I noticed some threads containing negative reviews of sponsors' products/service disappearing. That definitely seems to violate the intent of the FTC's new social media guidelines, but looking at them, it seems like they clarified restrictions are all regarding information actually pushed-out, and no comments about censoring.

Since IANAL, anybody out there have actual experience/knowledge of the finer points? I'd hate to see the site taken down because the censoring/deleting violates FTC guidelines.


----------



## Hollowway (Mar 20, 2016)

Well, that would make me very unhappy (if sponsors are able to pay for preferential treatment in that their negative reviews would disappear). That would make me find little use to be here. It's bad enough with predatory and unethical companies/individuals, and then the "honeymoon period" of new gear. But to never hear a downside? That would suck. And censorship sucks, anyway.


----------



## InfinityCollision (Apr 9, 2016)

*crickets*

Regardless of whether that violates the guidelines or not, I can't help but feel that it's not in our best interests. Could really use a response from Alex here; little bit concerned that he hasn't responded already.
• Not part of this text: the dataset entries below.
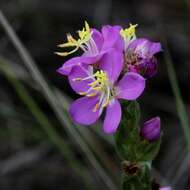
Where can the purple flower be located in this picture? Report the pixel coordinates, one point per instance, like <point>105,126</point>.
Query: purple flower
<point>165,188</point>
<point>94,45</point>
<point>102,89</point>
<point>151,129</point>
<point>139,57</point>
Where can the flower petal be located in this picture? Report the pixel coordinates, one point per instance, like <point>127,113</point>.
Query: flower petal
<point>81,110</point>
<point>80,72</point>
<point>112,37</point>
<point>66,68</point>
<point>131,86</point>
<point>98,38</point>
<point>112,62</point>
<point>91,59</point>
<point>113,117</point>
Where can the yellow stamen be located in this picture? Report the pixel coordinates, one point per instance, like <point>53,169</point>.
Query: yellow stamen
<point>106,103</point>
<point>82,93</point>
<point>91,95</point>
<point>84,36</point>
<point>129,32</point>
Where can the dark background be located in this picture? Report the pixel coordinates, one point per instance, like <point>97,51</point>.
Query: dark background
<point>29,158</point>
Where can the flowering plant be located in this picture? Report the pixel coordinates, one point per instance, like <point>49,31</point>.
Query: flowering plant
<point>111,74</point>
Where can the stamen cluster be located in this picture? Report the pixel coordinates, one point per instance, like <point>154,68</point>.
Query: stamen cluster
<point>112,67</point>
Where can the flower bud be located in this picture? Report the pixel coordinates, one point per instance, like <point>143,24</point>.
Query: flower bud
<point>165,188</point>
<point>151,129</point>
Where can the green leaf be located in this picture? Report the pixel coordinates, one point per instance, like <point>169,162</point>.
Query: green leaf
<point>127,135</point>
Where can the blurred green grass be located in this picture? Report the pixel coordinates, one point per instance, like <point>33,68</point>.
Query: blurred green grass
<point>100,167</point>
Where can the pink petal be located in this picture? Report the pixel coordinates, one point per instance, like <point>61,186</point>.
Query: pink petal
<point>112,37</point>
<point>112,62</point>
<point>98,38</point>
<point>131,86</point>
<point>66,68</point>
<point>81,110</point>
<point>113,117</point>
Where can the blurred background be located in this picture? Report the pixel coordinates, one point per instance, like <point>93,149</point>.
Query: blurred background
<point>40,148</point>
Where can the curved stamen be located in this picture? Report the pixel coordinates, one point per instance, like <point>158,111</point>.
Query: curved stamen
<point>85,42</point>
<point>100,85</point>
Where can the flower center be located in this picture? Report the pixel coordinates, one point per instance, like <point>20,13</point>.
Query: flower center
<point>99,86</point>
<point>131,58</point>
<point>85,42</point>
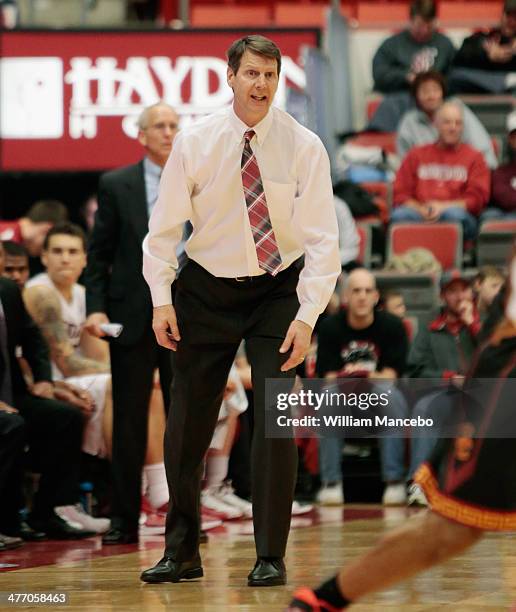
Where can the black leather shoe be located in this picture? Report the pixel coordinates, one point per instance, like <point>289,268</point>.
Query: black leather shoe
<point>168,570</point>
<point>58,529</point>
<point>270,572</point>
<point>118,536</point>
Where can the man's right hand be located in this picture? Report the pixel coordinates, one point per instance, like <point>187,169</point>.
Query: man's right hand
<point>93,323</point>
<point>164,324</point>
<point>7,408</point>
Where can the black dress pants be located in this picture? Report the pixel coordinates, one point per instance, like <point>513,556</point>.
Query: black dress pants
<point>214,315</point>
<point>12,443</point>
<point>132,375</point>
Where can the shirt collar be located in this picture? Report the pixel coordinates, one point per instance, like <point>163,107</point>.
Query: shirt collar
<point>261,129</point>
<point>151,169</point>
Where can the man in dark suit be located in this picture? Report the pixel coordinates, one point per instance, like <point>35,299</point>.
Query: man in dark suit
<point>53,428</point>
<point>116,291</point>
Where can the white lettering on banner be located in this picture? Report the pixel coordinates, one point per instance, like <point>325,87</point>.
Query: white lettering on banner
<point>118,87</point>
<point>31,104</point>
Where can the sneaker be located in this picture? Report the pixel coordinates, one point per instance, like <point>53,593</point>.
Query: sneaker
<point>208,522</point>
<point>395,494</point>
<point>331,495</point>
<point>78,518</point>
<point>57,528</point>
<point>226,494</point>
<point>416,496</point>
<point>305,600</point>
<point>217,508</point>
<point>154,524</point>
<point>298,508</point>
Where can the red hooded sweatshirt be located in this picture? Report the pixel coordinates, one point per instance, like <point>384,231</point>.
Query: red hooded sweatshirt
<point>434,172</point>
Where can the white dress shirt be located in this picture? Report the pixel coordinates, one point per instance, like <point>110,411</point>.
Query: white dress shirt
<point>202,182</point>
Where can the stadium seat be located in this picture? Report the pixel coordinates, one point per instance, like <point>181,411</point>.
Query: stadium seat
<point>494,242</point>
<point>444,240</point>
<point>373,101</point>
<point>420,291</point>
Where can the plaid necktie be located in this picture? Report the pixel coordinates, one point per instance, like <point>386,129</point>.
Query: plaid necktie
<point>6,394</point>
<point>267,251</point>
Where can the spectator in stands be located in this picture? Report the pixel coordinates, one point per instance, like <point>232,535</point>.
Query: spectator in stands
<point>486,59</point>
<point>87,213</point>
<point>442,350</point>
<point>401,57</point>
<point>417,126</point>
<point>32,229</point>
<point>362,341</point>
<point>394,303</point>
<point>16,263</point>
<point>503,195</point>
<point>54,428</point>
<point>117,291</point>
<point>57,304</point>
<point>444,181</point>
<point>486,285</point>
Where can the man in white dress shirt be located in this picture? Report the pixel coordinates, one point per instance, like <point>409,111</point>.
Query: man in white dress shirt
<point>256,187</point>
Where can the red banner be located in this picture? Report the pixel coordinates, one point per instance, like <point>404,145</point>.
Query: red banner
<point>69,100</point>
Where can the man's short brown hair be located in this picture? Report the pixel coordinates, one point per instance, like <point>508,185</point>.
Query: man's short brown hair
<point>423,77</point>
<point>255,44</point>
<point>68,229</point>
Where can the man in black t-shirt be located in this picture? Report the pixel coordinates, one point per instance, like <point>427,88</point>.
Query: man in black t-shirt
<point>361,341</point>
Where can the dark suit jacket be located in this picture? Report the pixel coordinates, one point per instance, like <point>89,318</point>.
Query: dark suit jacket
<point>114,280</point>
<point>22,331</point>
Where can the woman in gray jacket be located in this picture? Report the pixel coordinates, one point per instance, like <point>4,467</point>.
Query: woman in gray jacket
<point>417,125</point>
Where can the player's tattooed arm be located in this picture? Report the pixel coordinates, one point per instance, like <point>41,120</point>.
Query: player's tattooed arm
<point>44,307</point>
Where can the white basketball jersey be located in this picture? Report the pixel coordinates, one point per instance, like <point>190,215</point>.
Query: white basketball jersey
<point>73,313</point>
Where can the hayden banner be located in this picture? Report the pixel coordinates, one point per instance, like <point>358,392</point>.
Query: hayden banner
<point>69,100</point>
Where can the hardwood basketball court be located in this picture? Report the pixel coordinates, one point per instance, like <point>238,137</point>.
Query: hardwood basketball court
<point>106,579</point>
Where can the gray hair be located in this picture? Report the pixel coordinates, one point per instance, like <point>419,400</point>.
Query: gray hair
<point>143,119</point>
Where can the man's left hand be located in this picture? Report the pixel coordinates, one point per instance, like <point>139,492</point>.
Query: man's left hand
<point>298,337</point>
<point>43,388</point>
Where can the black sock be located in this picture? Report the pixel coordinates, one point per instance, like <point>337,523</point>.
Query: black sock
<point>329,591</point>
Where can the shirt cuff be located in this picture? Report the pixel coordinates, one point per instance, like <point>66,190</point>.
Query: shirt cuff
<point>308,314</point>
<point>161,296</point>
<point>447,374</point>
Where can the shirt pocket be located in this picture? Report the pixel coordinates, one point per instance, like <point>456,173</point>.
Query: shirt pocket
<point>280,198</point>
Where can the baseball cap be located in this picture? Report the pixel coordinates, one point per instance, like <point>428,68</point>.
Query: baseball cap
<point>511,122</point>
<point>452,276</point>
<point>509,6</point>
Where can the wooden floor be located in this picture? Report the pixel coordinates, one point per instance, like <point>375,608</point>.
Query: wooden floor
<point>106,579</point>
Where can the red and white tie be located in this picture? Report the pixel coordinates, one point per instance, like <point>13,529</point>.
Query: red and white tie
<point>269,258</point>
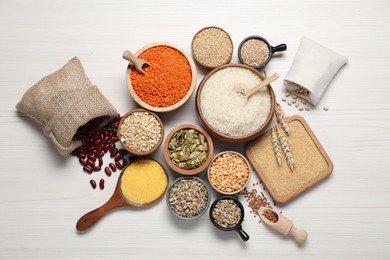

I know he's a busy dude with multiple sites to run, but keeping up with this section and responding in a timely manner is still part of the job.

Also noticed that certain threads in this subforum have been deleted without any apparent reason, which is rather odd.


----------



## beneharris (May 10, 2016)

How would that work? A forum is a privately owned entity, with members agreeing to terms. I've always thought things could be deleted for whatever reason that was deemed necessary. *shrug*


----------